Algorithmic Compliance and Regulatory Loss in Digital Assets
Khem Raj Bhatt, Krishna Sharma

TL;DR
This paper examines the limitations of static machine learning enforcement systems in cryptocurrency AML, highlighting their instability and excess regulatory losses due to nonstationarity and miscalibration.
Contribution
It reveals the fragility of fixed AML policies in digital assets and proposes loss-based evaluation frameworks for better regulatory oversight.
Findings
Static metrics overstate real-world effectiveness
Enforcement thresholds are unstable over time
Miscalibration causes regulatory losses
Abstract
We study the deployment performance of machine learning based enforcement systems used in cryptocurrency anti money laundering (AML).

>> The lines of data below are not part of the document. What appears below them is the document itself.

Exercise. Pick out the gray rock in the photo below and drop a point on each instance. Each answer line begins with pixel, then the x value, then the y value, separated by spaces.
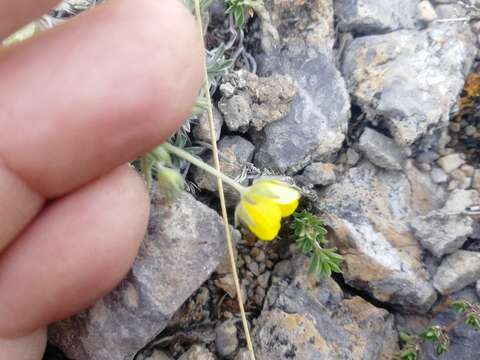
pixel 159 355
pixel 427 157
pixel 235 154
pixel 442 233
pixel 464 340
pixel 243 354
pixel 426 12
pixel 451 162
pixel 237 111
pixel 309 319
pixel 226 340
pixel 315 127
pixel 459 200
pixel 201 131
pixel 451 11
pixel 368 211
pixel 184 245
pixel 353 157
pixel 320 174
pixel 372 16
pixel 439 176
pixel 197 352
pixel 457 271
pixel 476 180
pixel 268 99
pixel 410 78
pixel 381 150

Using forward looking and rolling evaluations on Bitcoin transaction data, we show that strong static classification metrics substantially overstate real world regulatory effectiveness. Temporal nonstationarity induces pronounced instability in cost sensitive enforcement thresholds, generating large and persistent excess regulatory losses relative to dynamically optimal benchmarks. The core failure arises from miscalibration of decision rules rather than from declining predictive accuracy per se. These findings underscore the fragility of fixed AML enforcement policies in evolving digital asset markets and motivate loss-based evaluation frameworks for regulatory oversight.